This Week In My Classes: Slouching Towards the End
/I was about to open this post by saying “it has been a tough week” when I realized it’s only Monday! On the other hand, it has been a challenging week if we start it back at last Monday, and since I haven’t posted here since then, I think that’s fair enough.
It’s nothing in particular making things difficult: just the usual end-of-term craziness. I had four different assignments to grade last week. In 19th-Century Fiction, the students who’d opted to write their first paper on Jane Eyre had turned those in, while the students who’d opted to write theirs on North and South submitted their proposals; and most of the class also wrote our unit test on North and South. Then in Close Reading the students who had opted to do their second assignment on Middlemarch (which was most of them) turned those in. I’m pleased to say that as of this morning I had returned all of these assignments, meaning I’ve cleared the deck for the North and South papers coming in on Wednesday, after which nothing else is due until the Great Expectations test next week.
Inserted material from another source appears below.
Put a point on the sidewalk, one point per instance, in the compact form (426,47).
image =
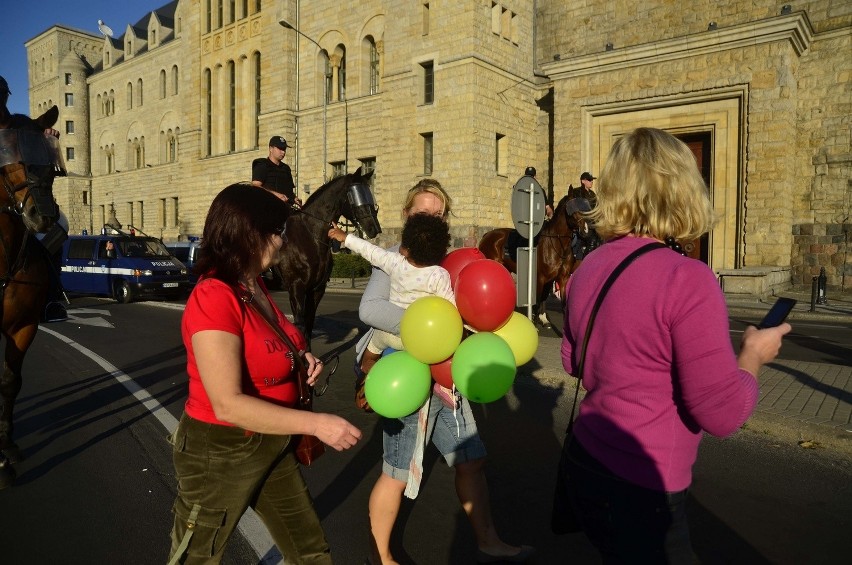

I know I’m not the only one feeling a bit overwhelmed: my students are too. I’m doing what I can to keep up my own spirits and bring a lot of energy to class, but I admit I faltered today when all my efforts to spark discussion of Great Expectations seemed to dead end. I’ve never struggled to get people talking about Wemmick and his Aged Parent before! Things have been a bit quieter than I’m used to in 19th-Century Fiction for a while now, and today after class I was worrying that I’ve made it worse by talking more myself to compensate, and then by showing my frustration, which is always a bad move. I haven’t felt this stymied in class since the last time I taught Waverley–which was the time I decided to stage an “intervention” and see if we could bust out of our collective slump. It worked pretty well, and I think I need to try something similar on Wednesday, if probably less elaborate: we have only two sessions left on Great Expectations and it will be a real shame if they all go the way today’s did.
In Close Reading we are nearly finished with The Remains of the Day. Discussion is going better there: I always feel that I get a bit of a bump just because a lot of students are so relieved to be done with Middlemarch that Remains looks especially good to them! But of course it is a genuinely great novel and full of artful and important things to talk about. I should say, too, that although I felt at times that as a group we were struggling with Middlemarch, I did hear from a couple of students who appreciated the novel a lot, which I found very encouraging, as I did the excellent work a number of them did on their assignments. I do think it is worth giving students the opportunity to read it and think about it even if they don’t enjoy it: I try every trick I can think of to boost their pleasure in it, but ultimately a literature class is a place to learn, after all. I have resolved, however, that the next time I teach Middlemarch it will be in a 19th-century fiction class where nobody can reasonably express surprise or resentment at being assigned a very long book.
It’s going to stay pretty busy for the next week, and then the pace changes as daily classes end and we move on to final essays and exams. I usually steal a little time for Christmas shopping before these last assignments come in, as once they do they have to be my top priority until grades are filed. I’ve also got an outstanding review to finish: I’ve read the books (two of them, on Golden Age crime fiction) but my notes and draft have been malingering because I’ve just been too tired to concentrate on writing after my other work is done. When my brain is otherwise too addled to use, I’ve been working on my new website, especially on updating my blog indices so the links go to addresses on my own domain. It occurred to me last night that this is barely half the battle, as so many of my posts have internal links as well…wish me luck! And if you know of any shortcuts to getting this stuff done, do tell.